Laterensis disant : « […] Et, en plaidant pour Cispius, tu as demandé ainsi et par tes prières tu as presque écarté la brigue ! »
M. Cispius, qui porte un nom peu représenté dans nos sources, fut tribun de la plèbe en 57[1]. À cette occasion, il participa activement au rappel d’exil de Cicéron[2], bien qu’il y eût auparavant une brouille entre eux[3]. Un passage du Pro Plancio, prononcé en 54, nous apprend qu’entre la fin de son tribunat en décembre 57 et ce discours il fut accusé et condamné malgré la défense de Cicéron. W. Drumann, P. Groebe et F. Münzer plaçaient le procès en 56. E. S. Gruen, suivi par J. W. Crawford et J.-M. David[4], réfuta les datations plus basses de L. Lange et M. Gelzer[5], qui le situaient plutôt vers 54, en s’appuyant sur les références de Cicéron à son exil devenu moins polémique à cette époque. On déduit généralement du passage de la Scholia Bobiensa qu’il s’agissait d’une accusation de ambitu[6], liée sans doute à son élection au tribunat en raison de la date. La lex Tullia de ambitu de 63, d’après laquelle Cispius fut condamné, prévoyait un exil de l’Italie pour dix ans ainsi que l’exclusion du Sénat et l’inéligibilité à vie[7]. À son retour, il restait donc dans une situation d’infamie. Or une inscription mentionne un M. Cispius L. f. pr(aetor)[8]. Comme le soulignait T. Mommsen, il était impossible d’identifier ce personnage à notre Cispius, puisqu’il était toujours inéligible à moins de supposer une complète réhabilitation. Celle-ci pouvait être l’œuvre de César dont nous savons qu’il rappela nombre d’exilés en 49 parce qu’il avait besoin de s’attirer des partisans. L’hypothèse selon laquelle Cispius poursuivit sa carrière publique grâce au rappel d’exil et à la restitutio in integrum prononcée par César au début de la guerre civile est aujourd’hui assez largement partagée[9]. Nous ne lui connaissons aucun descendant.

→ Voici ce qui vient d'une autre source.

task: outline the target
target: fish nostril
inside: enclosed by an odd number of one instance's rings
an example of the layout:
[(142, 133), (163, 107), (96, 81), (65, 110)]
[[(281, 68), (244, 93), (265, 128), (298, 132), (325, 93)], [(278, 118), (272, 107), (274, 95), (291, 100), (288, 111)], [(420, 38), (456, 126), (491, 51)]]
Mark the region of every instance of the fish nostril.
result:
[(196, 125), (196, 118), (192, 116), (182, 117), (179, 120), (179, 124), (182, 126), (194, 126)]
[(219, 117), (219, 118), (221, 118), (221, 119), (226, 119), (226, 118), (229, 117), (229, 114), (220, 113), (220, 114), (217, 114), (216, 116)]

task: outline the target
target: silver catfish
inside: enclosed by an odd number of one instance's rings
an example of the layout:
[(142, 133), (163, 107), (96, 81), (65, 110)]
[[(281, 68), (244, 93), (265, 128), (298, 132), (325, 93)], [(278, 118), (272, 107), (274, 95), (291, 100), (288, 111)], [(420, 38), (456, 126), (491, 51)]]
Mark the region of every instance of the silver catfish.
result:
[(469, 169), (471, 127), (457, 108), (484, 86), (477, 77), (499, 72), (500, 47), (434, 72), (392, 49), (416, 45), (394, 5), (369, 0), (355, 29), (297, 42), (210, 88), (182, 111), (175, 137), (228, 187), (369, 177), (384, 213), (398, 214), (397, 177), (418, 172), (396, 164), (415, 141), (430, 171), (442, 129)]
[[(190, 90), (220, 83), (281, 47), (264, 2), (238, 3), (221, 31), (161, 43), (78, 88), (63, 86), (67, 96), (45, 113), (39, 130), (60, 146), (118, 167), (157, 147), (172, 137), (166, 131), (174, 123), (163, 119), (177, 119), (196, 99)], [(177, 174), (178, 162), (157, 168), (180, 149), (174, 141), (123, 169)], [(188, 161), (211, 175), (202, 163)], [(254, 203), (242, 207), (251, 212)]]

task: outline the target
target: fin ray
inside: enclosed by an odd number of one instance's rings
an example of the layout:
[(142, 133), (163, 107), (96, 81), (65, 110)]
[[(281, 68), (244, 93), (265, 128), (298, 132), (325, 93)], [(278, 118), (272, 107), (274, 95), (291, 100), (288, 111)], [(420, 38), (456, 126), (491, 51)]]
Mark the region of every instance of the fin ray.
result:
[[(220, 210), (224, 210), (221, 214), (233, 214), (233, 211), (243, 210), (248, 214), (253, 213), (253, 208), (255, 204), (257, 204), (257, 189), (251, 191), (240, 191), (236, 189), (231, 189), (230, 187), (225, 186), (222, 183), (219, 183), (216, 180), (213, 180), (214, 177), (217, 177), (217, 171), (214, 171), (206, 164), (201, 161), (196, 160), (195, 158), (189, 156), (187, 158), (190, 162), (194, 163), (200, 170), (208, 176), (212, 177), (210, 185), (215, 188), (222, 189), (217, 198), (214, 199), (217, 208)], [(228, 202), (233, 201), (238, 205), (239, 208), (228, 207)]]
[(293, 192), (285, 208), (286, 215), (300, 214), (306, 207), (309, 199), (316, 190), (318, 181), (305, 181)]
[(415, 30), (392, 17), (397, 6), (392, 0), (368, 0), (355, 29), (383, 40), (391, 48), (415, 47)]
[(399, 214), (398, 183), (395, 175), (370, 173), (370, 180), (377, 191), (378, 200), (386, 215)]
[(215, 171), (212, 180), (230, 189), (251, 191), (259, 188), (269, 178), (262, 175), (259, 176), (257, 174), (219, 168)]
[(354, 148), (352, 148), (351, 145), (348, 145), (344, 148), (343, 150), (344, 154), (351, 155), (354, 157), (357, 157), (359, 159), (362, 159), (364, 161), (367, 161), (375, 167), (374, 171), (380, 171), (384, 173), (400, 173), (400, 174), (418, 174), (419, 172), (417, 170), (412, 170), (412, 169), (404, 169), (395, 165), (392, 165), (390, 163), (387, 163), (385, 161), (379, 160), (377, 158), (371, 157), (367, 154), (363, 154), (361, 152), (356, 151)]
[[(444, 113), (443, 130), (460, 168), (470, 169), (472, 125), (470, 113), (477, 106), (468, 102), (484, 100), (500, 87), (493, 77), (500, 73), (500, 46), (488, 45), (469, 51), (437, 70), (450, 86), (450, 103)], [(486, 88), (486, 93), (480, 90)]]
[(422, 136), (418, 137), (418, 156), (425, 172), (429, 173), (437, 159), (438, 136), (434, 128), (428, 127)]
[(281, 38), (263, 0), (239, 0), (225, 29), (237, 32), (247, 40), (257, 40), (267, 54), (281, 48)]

[1] Niccolini 1934, p. 302 et MRR, 2, p. 202.
[2] Cic., Sest., 76.
[3] Cic., Sen., 21 et Planc., 76.
[4] Drumann et Groebe 1919, p. 686 ; F. Münzer, RE, 3/2, 1899, col. 2589, n° 4 s. v. Cispius ; Gruen 1974, p. 304 en particulier n. 162 ; Crawford 1984, p. 170 ; David 1992, p. 804 ; Alexander 1990, p. 136, n° 279 ; K.-L. Elvers, Neue Pauly, 2, 1997, col. 1222 s. v. Cispius.
[5] Lange 1876, p. 347-348 ; Gelzer 1969, p. 195.
[6] Drumann et Groebe 1919, loc. cit. ; F. Münzer, loc. cit. ; Niccolini 1934, loc. cit. ; Gruen, loc. cit. ; Crawford 1984, loc. cit. ; David 1992, loc. cit. ; Alexander 1990, loc. cit. ; K.-L. Elvers, loc. cit. Contra Zumpt 1871, p. 558 n. 2 et Lange 1876, loc. cit. qui considèrent qu’il est impossible de conclure du texte de la scolie à une accusation de ambitu.
[7] Cf. Bur 2018, chapitre 11.5.
[8] CIL, 1², 819 = ILLRP, 383.
[9] F. Münzer, loc. cit. ; MRR, 2, p. 463 ; K.-L. Elvers, loc. cit.
Alexander 1990 : Alexander M. C., Trials in the late Roman Republic, 149 BC to 50 BC, Toronto, 1990.
Bur 2018 : Bur C., La Citoyenneté dégradée : une histoire de l’infamie à Rome (312 avant J.-C. – 96 après J.-C.), Rome, 2018.
Crawford 1984 : Crawford J. W., M. Tullius Cicero : The Lost and Unpublished Orations, Göttingen, 1984.
David 1992 : David J.-M., Le Patronat judiciaire au dernier siècle de la République romaine, Rome, 1992.
Drumann et Groebe 1919 : Drumann W. et Groebe P., Geschichte Roms, 5, Leipzig, 1919².
Gelzer 1969 : Gelzer M., Cicero, ein biographischer Versuch, Weisbaden, 1969².
Gruen 1974 : Gruen E. S., The Last Generation of the Roman Republic, Berkeley, 1974.
Lange 1876 : Lange L., Römische Alterthumer, 3, Berlin, 1876².
Niccolini 1934 : Niccolini G., I Fasti dei tribuni della plebe, Milan, 1934.
Zumpt 1871 : Zumpt A. W., Der Criminalprocess der römischen Republik, Leipzig, 1871.